Raka kupiłem jakieś 3 lata temu za trzy stówy. Do tego konserwę pestek. Przez te lata strzeliłem może 70szt. Większość bez przedniego chwytu:) Pozdro dla kumatych
Jeśli zwykły pistolet maszynowy wymaga szczególnego treningu znaczy, że jest zwykłym gównem, a nie klasykiem. Nawet jeśli byłby to pistolet na rynek cywilny.
Jestem z denia w szoku, mając okazję kiedyś strzelać z tego ustrojstwa tak z chęcią zrobił bym to jeszcze raz z takiej wersji. Zdróweczko i czekam na więcej.
A może przy okazji wjedzie polecanko broni ochrony osobistej z krajów byłego Układu warszawskiego? Z kategorii - który budżetowy pistolecik warto byłoby mieć do obrony własnej?
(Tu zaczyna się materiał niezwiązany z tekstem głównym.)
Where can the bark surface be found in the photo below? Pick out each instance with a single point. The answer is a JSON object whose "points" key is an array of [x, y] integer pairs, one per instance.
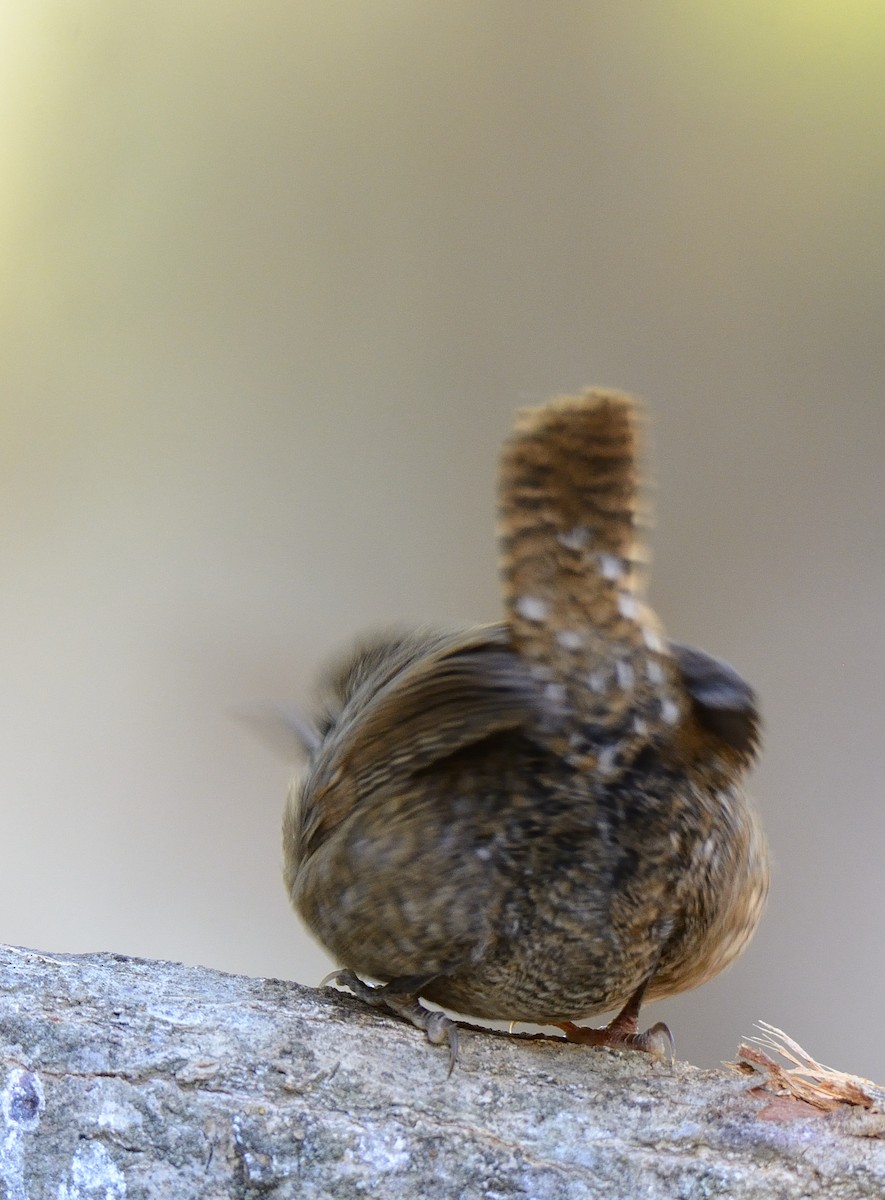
{"points": [[125, 1078]]}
Muszę przyznać że wyszedł z tego niezły karabinek myślę nawet że powinno się nad tą konstrukcja pracować to naprawdę dobrze 👍 wygląda. Pozdrawiam serdecznie wszystkich czytelników 👋
Świetna sprawa. Miałem raka we armii i pomijając oczywiste wady była bardzo ciekawym doświadczeniem. Cena teraz to około 1000 pln. A i kiedyś w cod widziałem raka
PM 63. W wojsku miałem go na stanie jako broń osobistą kierowcy. Praktyczny, prosty nie przeszkadzał w prowadzeniu. Z tą dokładką niestety do kabury się go nie wsadzi.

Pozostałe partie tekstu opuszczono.